In Table 1, the remaining elemental explosive compounds are known elemental explosives, except for the compounds of the present application. TNT represents 2,4, 6-trinitrotoluene; TATB represents trinitrobenzene; HNS represents hexanitrodiethylstilbestrol, also known as 6,6' -hexanitrostilbene; TACOT represents tetranitrodiphenyl tetranitrene; LLM-126 represents 2, 6-di-bitter amino-3, 5-dinitropyridine.

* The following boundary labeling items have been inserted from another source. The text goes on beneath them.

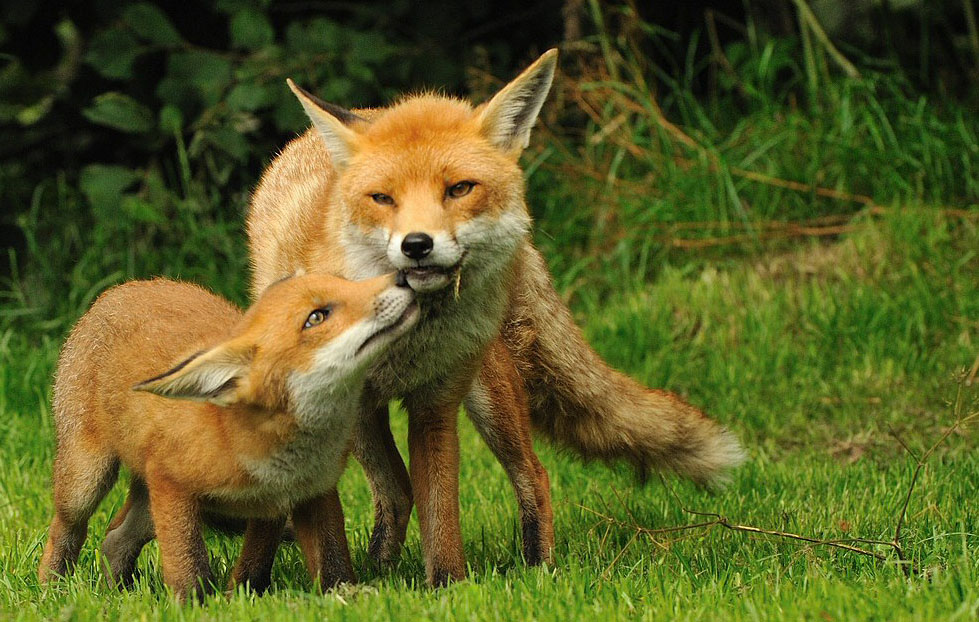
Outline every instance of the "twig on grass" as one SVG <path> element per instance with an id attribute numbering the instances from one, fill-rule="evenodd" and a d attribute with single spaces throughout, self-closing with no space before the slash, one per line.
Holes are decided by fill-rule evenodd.
<path id="1" fill-rule="evenodd" d="M 953 423 L 948 429 L 946 429 L 942 433 L 942 435 L 938 438 L 938 440 L 936 440 L 920 456 L 917 455 L 896 432 L 894 432 L 893 430 L 891 431 L 892 436 L 894 436 L 894 438 L 901 445 L 901 447 L 915 461 L 915 468 L 911 474 L 911 481 L 908 483 L 907 491 L 904 494 L 904 501 L 901 504 L 901 509 L 898 512 L 895 520 L 894 535 L 890 540 L 877 540 L 877 539 L 862 538 L 862 537 L 825 539 L 825 538 L 817 538 L 814 536 L 807 536 L 804 534 L 792 533 L 789 531 L 783 531 L 779 529 L 768 529 L 764 527 L 757 527 L 754 525 L 746 525 L 746 524 L 732 522 L 726 516 L 719 514 L 717 512 L 703 512 L 703 511 L 693 510 L 686 507 L 683 504 L 683 501 L 680 499 L 680 496 L 677 494 L 676 490 L 672 486 L 670 486 L 669 483 L 666 482 L 664 479 L 663 480 L 664 485 L 667 487 L 667 489 L 676 499 L 677 504 L 680 506 L 681 510 L 683 510 L 687 514 L 709 518 L 710 520 L 689 523 L 684 525 L 674 525 L 671 527 L 661 527 L 656 529 L 644 527 L 641 524 L 639 524 L 639 522 L 636 520 L 632 511 L 626 505 L 625 500 L 619 494 L 619 491 L 615 487 L 612 487 L 612 492 L 615 494 L 620 505 L 628 515 L 629 517 L 628 521 L 623 521 L 621 519 L 612 516 L 611 512 L 608 510 L 607 504 L 605 504 L 604 502 L 604 499 L 602 499 L 602 503 L 603 505 L 605 505 L 606 508 L 606 511 L 604 513 L 579 504 L 578 505 L 579 508 L 596 516 L 598 519 L 600 519 L 601 523 L 604 523 L 606 525 L 605 535 L 602 537 L 603 546 L 608 538 L 609 530 L 611 527 L 613 526 L 624 527 L 627 529 L 631 529 L 633 531 L 632 536 L 626 542 L 625 546 L 622 547 L 622 550 L 620 550 L 618 554 L 616 554 L 612 562 L 605 568 L 605 570 L 600 575 L 600 578 L 605 579 L 607 576 L 609 576 L 612 569 L 619 563 L 623 555 L 625 555 L 626 550 L 630 546 L 632 546 L 632 544 L 638 539 L 639 536 L 646 536 L 657 547 L 665 549 L 668 547 L 669 544 L 676 542 L 679 539 L 677 538 L 668 541 L 661 541 L 657 538 L 657 536 L 677 534 L 677 533 L 689 532 L 689 531 L 700 531 L 700 530 L 703 531 L 703 535 L 707 535 L 715 527 L 722 527 L 729 531 L 747 533 L 753 536 L 770 536 L 773 538 L 782 538 L 786 540 L 796 540 L 800 542 L 806 542 L 811 546 L 826 546 L 830 548 L 836 548 L 850 553 L 855 553 L 857 555 L 872 557 L 879 562 L 890 561 L 891 555 L 865 547 L 873 547 L 873 546 L 887 547 L 891 550 L 893 556 L 897 558 L 897 562 L 900 565 L 901 570 L 902 572 L 904 572 L 905 576 L 910 577 L 919 574 L 920 568 L 915 563 L 915 561 L 908 556 L 902 538 L 904 526 L 907 523 L 908 507 L 911 504 L 911 498 L 918 484 L 918 480 L 921 475 L 921 472 L 924 470 L 928 462 L 928 459 L 932 456 L 932 454 L 934 454 L 934 452 L 940 446 L 942 446 L 952 434 L 954 434 L 955 432 L 957 432 L 958 430 L 966 426 L 968 423 L 976 419 L 979 419 L 979 410 L 975 412 L 971 412 L 968 415 L 963 415 L 962 413 L 963 404 L 964 404 L 963 395 L 962 395 L 963 384 L 964 383 L 959 384 L 959 389 L 958 392 L 956 393 L 955 401 L 953 402 L 953 412 L 956 415 L 955 423 Z M 858 545 L 864 545 L 864 546 L 858 546 Z"/>

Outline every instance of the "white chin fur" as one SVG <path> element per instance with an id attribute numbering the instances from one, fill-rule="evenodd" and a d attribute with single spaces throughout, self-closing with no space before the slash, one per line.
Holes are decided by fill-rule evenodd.
<path id="1" fill-rule="evenodd" d="M 405 275 L 411 289 L 420 294 L 438 291 L 448 286 L 454 280 L 454 275 L 442 272 L 417 273 L 408 271 Z"/>

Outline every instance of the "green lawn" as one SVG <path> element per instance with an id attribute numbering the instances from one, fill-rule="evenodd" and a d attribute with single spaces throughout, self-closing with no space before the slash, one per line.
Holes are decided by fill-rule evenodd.
<path id="1" fill-rule="evenodd" d="M 914 465 L 894 435 L 916 451 L 935 441 L 954 422 L 949 400 L 979 353 L 977 248 L 974 221 L 908 210 L 832 242 L 704 267 L 667 264 L 645 285 L 601 302 L 579 296 L 574 308 L 609 361 L 685 394 L 747 445 L 748 462 L 720 492 L 670 483 L 686 507 L 818 538 L 889 539 Z M 973 619 L 979 610 L 979 457 L 968 430 L 932 456 L 914 491 L 904 545 L 922 574 L 911 578 L 893 559 L 721 528 L 634 538 L 634 521 L 662 528 L 703 518 L 685 513 L 656 479 L 639 488 L 624 468 L 582 465 L 544 445 L 556 561 L 528 569 L 509 486 L 464 422 L 465 583 L 424 587 L 414 524 L 397 567 L 367 566 L 369 493 L 352 464 L 341 491 L 363 581 L 356 587 L 311 593 L 289 544 L 260 598 L 237 593 L 177 606 L 163 591 L 155 545 L 144 551 L 135 590 L 107 588 L 97 550 L 122 486 L 91 521 L 75 575 L 41 586 L 35 570 L 51 511 L 48 391 L 59 343 L 38 334 L 10 328 L 0 336 L 0 611 L 11 619 L 936 620 Z M 976 394 L 961 391 L 960 415 L 975 408 Z M 404 416 L 394 425 L 403 440 Z M 209 538 L 219 576 L 239 546 Z"/>
<path id="2" fill-rule="evenodd" d="M 817 539 L 889 540 L 915 467 L 902 444 L 920 455 L 979 409 L 979 381 L 963 382 L 979 356 L 979 119 L 869 72 L 824 76 L 799 101 L 811 80 L 799 69 L 779 90 L 768 51 L 738 67 L 745 88 L 762 93 L 747 102 L 699 102 L 665 78 L 656 102 L 643 67 L 606 59 L 615 71 L 562 83 L 551 99 L 581 102 L 567 118 L 583 132 L 555 135 L 565 117 L 545 110 L 525 158 L 536 242 L 588 339 L 611 364 L 737 433 L 749 459 L 727 488 L 657 478 L 641 488 L 624 467 L 583 465 L 541 444 L 557 549 L 553 568 L 529 569 L 510 486 L 463 419 L 466 582 L 424 586 L 414 522 L 397 566 L 368 566 L 370 496 L 351 464 L 341 495 L 357 586 L 313 593 L 288 544 L 267 595 L 181 607 L 151 544 L 135 589 L 110 589 L 97 551 L 122 485 L 92 519 L 75 574 L 41 586 L 50 380 L 71 322 L 127 278 L 187 278 L 237 302 L 247 282 L 241 221 L 227 216 L 244 208 L 242 188 L 167 178 L 193 192 L 161 202 L 164 221 L 102 222 L 62 176 L 20 212 L 28 253 L 0 303 L 0 617 L 975 619 L 972 428 L 949 436 L 914 489 L 902 537 L 914 576 L 887 547 L 860 545 L 888 554 L 882 562 L 717 526 L 637 535 L 706 520 L 686 508 Z M 656 121 L 659 105 L 679 129 Z M 793 233 L 791 222 L 810 229 Z M 393 425 L 403 442 L 403 413 Z M 226 577 L 240 542 L 211 535 L 208 544 Z"/>

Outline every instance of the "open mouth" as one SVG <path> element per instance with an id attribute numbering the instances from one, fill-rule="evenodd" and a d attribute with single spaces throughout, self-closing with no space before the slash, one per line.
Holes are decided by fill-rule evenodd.
<path id="1" fill-rule="evenodd" d="M 462 260 L 460 259 L 451 266 L 417 266 L 414 268 L 406 268 L 404 272 L 408 276 L 424 279 L 435 275 L 449 276 L 455 274 L 461 267 Z"/>
<path id="2" fill-rule="evenodd" d="M 377 342 L 379 339 L 383 339 L 386 335 L 390 335 L 396 332 L 399 328 L 401 328 L 406 323 L 414 319 L 414 317 L 417 314 L 418 314 L 418 302 L 412 300 L 411 303 L 409 303 L 408 306 L 405 307 L 405 310 L 401 313 L 401 316 L 398 319 L 396 319 L 391 324 L 388 324 L 387 326 L 385 326 L 384 328 L 382 328 L 381 330 L 377 331 L 376 333 L 368 337 L 366 340 L 364 340 L 364 343 L 360 344 L 360 347 L 357 348 L 357 354 L 359 355 L 371 344 Z"/>

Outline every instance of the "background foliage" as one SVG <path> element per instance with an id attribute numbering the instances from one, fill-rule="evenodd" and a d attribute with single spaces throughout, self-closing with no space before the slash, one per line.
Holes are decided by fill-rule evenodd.
<path id="1" fill-rule="evenodd" d="M 974 13 L 971 0 L 3 4 L 0 616 L 973 619 L 974 430 L 955 429 L 911 499 L 918 576 L 893 556 L 632 527 L 703 518 L 682 504 L 886 541 L 908 451 L 979 408 Z M 535 243 L 603 357 L 745 441 L 732 485 L 674 497 L 539 447 L 558 561 L 530 569 L 505 475 L 463 419 L 466 583 L 420 587 L 414 526 L 398 566 L 370 567 L 369 491 L 349 468 L 365 585 L 311 594 L 285 546 L 271 594 L 179 608 L 150 545 L 137 588 L 117 592 L 99 583 L 97 544 L 121 486 L 78 572 L 39 585 L 64 333 L 128 278 L 247 302 L 248 194 L 306 124 L 285 77 L 351 107 L 425 87 L 479 101 L 552 45 L 560 75 L 523 161 Z M 240 543 L 208 545 L 226 576 Z"/>

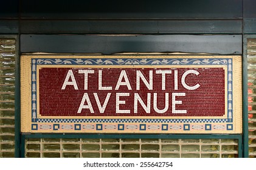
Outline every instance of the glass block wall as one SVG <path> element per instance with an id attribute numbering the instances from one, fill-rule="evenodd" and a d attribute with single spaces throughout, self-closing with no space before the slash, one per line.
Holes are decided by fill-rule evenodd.
<path id="1" fill-rule="evenodd" d="M 256 39 L 247 39 L 249 156 L 256 157 Z"/>
<path id="2" fill-rule="evenodd" d="M 0 157 L 14 157 L 15 39 L 0 39 Z"/>
<path id="3" fill-rule="evenodd" d="M 234 139 L 29 138 L 26 157 L 234 158 Z"/>

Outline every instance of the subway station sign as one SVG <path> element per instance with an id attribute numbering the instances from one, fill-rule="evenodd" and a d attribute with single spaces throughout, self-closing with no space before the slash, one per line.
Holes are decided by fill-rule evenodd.
<path id="1" fill-rule="evenodd" d="M 239 56 L 24 55 L 21 130 L 241 133 Z"/>

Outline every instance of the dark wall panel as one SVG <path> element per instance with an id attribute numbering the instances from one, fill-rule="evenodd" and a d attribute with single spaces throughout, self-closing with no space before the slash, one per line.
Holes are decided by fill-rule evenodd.
<path id="1" fill-rule="evenodd" d="M 20 27 L 21 33 L 29 34 L 239 34 L 242 19 L 22 19 Z"/>
<path id="2" fill-rule="evenodd" d="M 171 52 L 241 54 L 241 35 L 22 35 L 21 53 Z"/>
<path id="3" fill-rule="evenodd" d="M 241 18 L 243 0 L 26 0 L 22 18 Z"/>
<path id="4" fill-rule="evenodd" d="M 256 18 L 256 1 L 243 0 L 243 17 Z"/>
<path id="5" fill-rule="evenodd" d="M 18 19 L 0 19 L 0 34 L 17 34 L 18 30 Z"/>
<path id="6" fill-rule="evenodd" d="M 18 18 L 19 0 L 2 0 L 0 1 L 0 18 Z"/>

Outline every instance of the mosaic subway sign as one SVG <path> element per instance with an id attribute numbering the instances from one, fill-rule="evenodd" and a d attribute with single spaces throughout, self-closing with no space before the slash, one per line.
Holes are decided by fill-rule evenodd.
<path id="1" fill-rule="evenodd" d="M 241 56 L 21 56 L 21 129 L 238 134 Z"/>

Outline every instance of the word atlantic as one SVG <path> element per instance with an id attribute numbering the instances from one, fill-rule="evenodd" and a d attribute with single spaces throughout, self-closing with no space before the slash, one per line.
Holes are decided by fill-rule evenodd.
<path id="1" fill-rule="evenodd" d="M 111 98 L 115 98 L 114 107 L 116 114 L 130 114 L 131 109 L 128 108 L 131 107 L 133 107 L 133 112 L 137 114 L 139 106 L 142 107 L 147 114 L 150 114 L 152 108 L 157 114 L 164 114 L 169 109 L 171 109 L 172 114 L 187 114 L 187 110 L 177 109 L 178 105 L 182 104 L 182 98 L 186 96 L 185 92 L 178 92 L 180 88 L 179 87 L 182 87 L 186 90 L 191 91 L 196 90 L 201 86 L 198 81 L 194 84 L 189 84 L 186 83 L 186 79 L 189 76 L 192 75 L 196 78 L 199 75 L 200 73 L 194 69 L 187 69 L 182 73 L 179 72 L 178 69 L 149 69 L 147 70 L 147 73 L 141 69 L 137 69 L 134 71 L 134 73 L 133 75 L 130 75 L 130 72 L 128 72 L 125 69 L 120 69 L 118 73 L 116 72 L 111 75 L 111 80 L 114 78 L 115 82 L 112 86 L 106 85 L 108 81 L 106 78 L 109 76 L 109 73 L 108 74 L 104 73 L 106 70 L 107 69 L 79 69 L 77 73 L 83 76 L 83 88 L 81 88 L 81 87 L 78 88 L 78 79 L 76 78 L 72 69 L 69 69 L 66 73 L 61 87 L 61 90 L 65 90 L 67 88 L 72 88 L 75 90 L 85 90 L 77 109 L 78 114 L 83 112 L 94 114 L 95 112 L 96 106 L 97 110 L 100 114 L 104 114 L 107 107 L 112 107 L 108 104 Z M 92 90 L 90 89 L 89 83 L 92 80 L 97 80 L 96 84 L 94 84 L 94 86 L 97 86 L 97 92 L 92 92 Z M 168 92 L 170 90 L 167 87 L 170 88 L 171 82 L 172 92 Z M 159 90 L 162 90 L 162 94 L 164 94 L 164 97 L 159 96 L 157 92 L 159 90 L 154 90 L 155 86 L 160 87 Z M 95 89 L 95 87 L 94 87 Z M 123 92 L 124 89 L 125 92 Z M 145 94 L 145 89 L 147 91 L 146 94 Z M 99 96 L 100 91 L 106 92 L 106 95 L 104 97 L 100 97 Z M 142 93 L 144 98 L 142 97 Z M 164 100 L 162 100 L 164 104 L 164 103 L 159 104 L 157 98 L 160 97 L 164 98 Z M 177 99 L 178 97 L 179 99 Z M 133 106 L 124 107 L 128 100 L 133 100 Z M 159 105 L 161 106 L 159 107 Z"/>

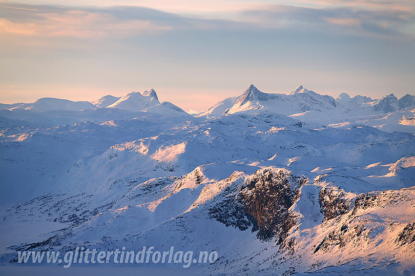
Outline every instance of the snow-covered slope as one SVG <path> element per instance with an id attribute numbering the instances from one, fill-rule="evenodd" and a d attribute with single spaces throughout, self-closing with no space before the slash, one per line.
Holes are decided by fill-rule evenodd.
<path id="1" fill-rule="evenodd" d="M 150 91 L 146 90 L 142 95 L 140 92 L 128 93 L 106 107 L 141 111 L 160 103 L 156 92 L 151 89 Z"/>
<path id="2" fill-rule="evenodd" d="M 291 115 L 308 110 L 326 111 L 335 107 L 332 97 L 317 94 L 301 85 L 289 95 L 286 95 L 265 93 L 251 84 L 241 96 L 219 102 L 201 116 L 219 115 L 224 110 L 223 115 L 254 114 L 259 110 L 266 110 L 277 114 Z"/>
<path id="3" fill-rule="evenodd" d="M 343 93 L 339 95 L 338 98 L 335 99 L 336 103 L 340 105 L 346 104 L 349 102 L 353 102 L 356 104 L 360 104 L 365 102 L 369 102 L 374 101 L 374 100 L 371 99 L 370 97 L 366 96 L 362 96 L 360 95 L 356 95 L 353 98 L 351 98 L 350 96 L 347 93 Z"/>
<path id="4" fill-rule="evenodd" d="M 43 111 L 44 110 L 79 111 L 96 108 L 95 105 L 88 101 L 72 101 L 62 99 L 43 98 L 30 103 L 23 103 L 15 106 L 12 109 Z"/>
<path id="5" fill-rule="evenodd" d="M 145 245 L 216 251 L 189 263 L 207 275 L 414 274 L 415 110 L 339 98 L 252 85 L 197 117 L 153 91 L 1 110 L 0 265 Z M 133 263 L 118 265 L 146 266 Z"/>
<path id="6" fill-rule="evenodd" d="M 120 99 L 121 97 L 116 97 L 111 95 L 104 96 L 96 100 L 91 102 L 91 103 L 97 107 L 106 107 Z"/>
<path id="7" fill-rule="evenodd" d="M 172 116 L 188 115 L 187 112 L 168 101 L 164 101 L 161 103 L 143 110 L 145 112 L 157 113 L 158 114 L 169 115 Z"/>

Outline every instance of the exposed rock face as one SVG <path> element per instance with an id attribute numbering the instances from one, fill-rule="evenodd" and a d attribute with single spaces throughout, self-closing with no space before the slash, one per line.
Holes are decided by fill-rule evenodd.
<path id="1" fill-rule="evenodd" d="M 224 198 L 209 209 L 209 214 L 227 226 L 242 231 L 252 226 L 260 240 L 278 237 L 277 243 L 281 243 L 296 222 L 289 209 L 307 181 L 305 177 L 290 172 L 259 170 L 241 186 L 228 189 Z"/>
<path id="2" fill-rule="evenodd" d="M 415 221 L 412 221 L 407 224 L 399 233 L 395 240 L 395 243 L 400 245 L 403 245 L 412 243 L 414 241 L 415 241 Z"/>
<path id="3" fill-rule="evenodd" d="M 346 198 L 343 189 L 333 187 L 324 187 L 320 190 L 318 201 L 321 213 L 324 214 L 324 220 L 331 219 L 341 216 L 348 212 L 352 204 Z"/>
<path id="4" fill-rule="evenodd" d="M 413 106 L 415 105 L 415 96 L 406 94 L 399 99 L 398 104 L 400 109 L 409 106 Z"/>

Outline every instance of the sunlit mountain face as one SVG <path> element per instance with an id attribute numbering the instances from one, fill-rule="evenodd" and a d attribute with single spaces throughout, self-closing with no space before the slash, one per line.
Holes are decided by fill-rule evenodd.
<path id="1" fill-rule="evenodd" d="M 97 99 L 0 105 L 3 271 L 415 273 L 414 96 Z"/>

Table 1 6 detonation Performance parameters of nitro-7-amino- [1,2,4] triazolo [1,5-a ] pyrimidine Compounds

Claims

1. A 6-nitro-7-amino- [1,2,4] triazolo [1,5-a ] pyrimidine, characterized by the structure shown below:

2. a process for the synthesis of 6-nitro-7-amino- [1,2,4] triazolo [1,5-a ] pyrimidine according to claim 1, comprising the steps of:

3. A process for the synthesis of 6-nitro-7-amino- [1,2,4] triazolo [1,5-a ] pyrimidine according to claim 1, comprising the steps of:

4. A process for the synthesis of 6-nitro-7-amino- [1,2,4] triazolo [1,5-a ] pyrimidine according to claim 1, comprising the steps of:

under the condition of ice water bath at 0 ℃, 10.0mL of concentrated HNO is added ₃ Adding 7-amino- [1,2,4 under stirring]Triazole [1,5-a ]]Pyrimidine, then gradually heating the reaction solution to 25 ℃, stirring the reaction solution at 25 ℃ for 4.0h, and finally gradually heating the reaction solution to 115 ℃; after the reaction is finished, the reaction solution is poured into crushed ice with white solidSeparating out a body; suction filtering to obtain white solid product, namely 6-nitro-7-amino- [1,2,4]Triazole [1,5-a ]]Pyrimidine.

5. Use of 6-nitro-7-amino- [1,2,4] triazolo [1,5-a ] pyrimidine as claimed in claim 1 as an elemental explosive.

6. Use of 6-nitro-7-amino- [1,2,4] triazol [1,5-a ] pyrimidine synthesized by the synthesis of 6-nitro-7-amino- [1,2,4] triazol [1,5-a ] pyrimidine as claimed in claim 2, 3 or 4 as an elemental explosive.